Independent Analysis of Microprocessors and the Semiconductor Industry

Editor: Tom R. Halfhill

Contributors: Linley Gwennap, Mike Demler, Bob Wheeler


In This Issue:

- An Inside Look at AI Accelerators

- Arm IP Licensing Gets More Flexible


Save the Date: Linley Fall Processor Conference

Registration is now open for the Linley Fall Processor Conference returning to Santa Clara, California on October 23-24. The annual two-day conference features technical presentations addressing processors for communications, IoT, servers, and advanced automotive systems.

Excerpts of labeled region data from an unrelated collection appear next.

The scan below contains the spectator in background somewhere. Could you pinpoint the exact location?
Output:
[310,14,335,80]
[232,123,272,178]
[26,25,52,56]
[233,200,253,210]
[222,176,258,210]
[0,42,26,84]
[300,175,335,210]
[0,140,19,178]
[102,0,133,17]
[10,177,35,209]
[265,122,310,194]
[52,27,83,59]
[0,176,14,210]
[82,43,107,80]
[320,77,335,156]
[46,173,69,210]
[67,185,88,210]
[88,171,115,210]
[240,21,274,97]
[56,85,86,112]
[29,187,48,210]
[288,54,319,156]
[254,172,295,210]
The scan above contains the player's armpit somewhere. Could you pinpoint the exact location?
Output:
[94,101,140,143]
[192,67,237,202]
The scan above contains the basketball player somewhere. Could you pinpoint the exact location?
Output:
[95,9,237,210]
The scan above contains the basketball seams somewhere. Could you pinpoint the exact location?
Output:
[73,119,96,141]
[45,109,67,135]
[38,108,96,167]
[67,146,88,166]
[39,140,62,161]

The event will feature curated technical presentations from leading chip and IP vendors, including several new announcements. Popular sessions include keynotes by industry thought leaders and analysts from The Linley Group as well as panel discussions. Our events are a great place to meet industry experts and network with your peers during breaks, lunches, and the exhibition and reception on the first evening of the conference.

For information about the Fall Processor Conference, access:

https://linleygroup.com/events/event.php?num=47


An Inside Look at AI Accelerators

By Linley Gwennap

Most smartphone-processor vendors have been somewhat close-mouthed about their deep-learning accelerators (DLAs), hoping to gain an advantage over competitors. Once their chips reach production, however, their design decisions become more apparent. Our analysis of recent die photos reveals rapid innovation as these vendors deploy their second- and third-generation designs. Apple, for example, moved from a dual-core DSP in the A11 to a DLA using eight custom cores in the A12. Optimized for neural networks, these cores are smaller but twice as powerful as the older DSPs.

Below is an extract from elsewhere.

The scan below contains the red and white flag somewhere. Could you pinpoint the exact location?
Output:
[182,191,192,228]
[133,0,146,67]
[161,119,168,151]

MediaTek and Qualcomm had also used dual DSP cores in previous generations but more recently extended their designs, adding in-house accelerators that include large arrays of multiply-accumulate (MAC) units. These arrays efficiently handle the MAC calculations that are common in convolutional neural networks (CNNs).

Most of the popular AI-enabled mobile applications (such as face unlock) employ CNNs for vision and image processing. The MAC accelerators implement 8-bit integer (INT8) calculations, which consume less power than 16- or 32-bit floating-point (FP16 or FP32) operations. But neural networks developed in FP32 must be "quantized" before they can run in INT8 mode.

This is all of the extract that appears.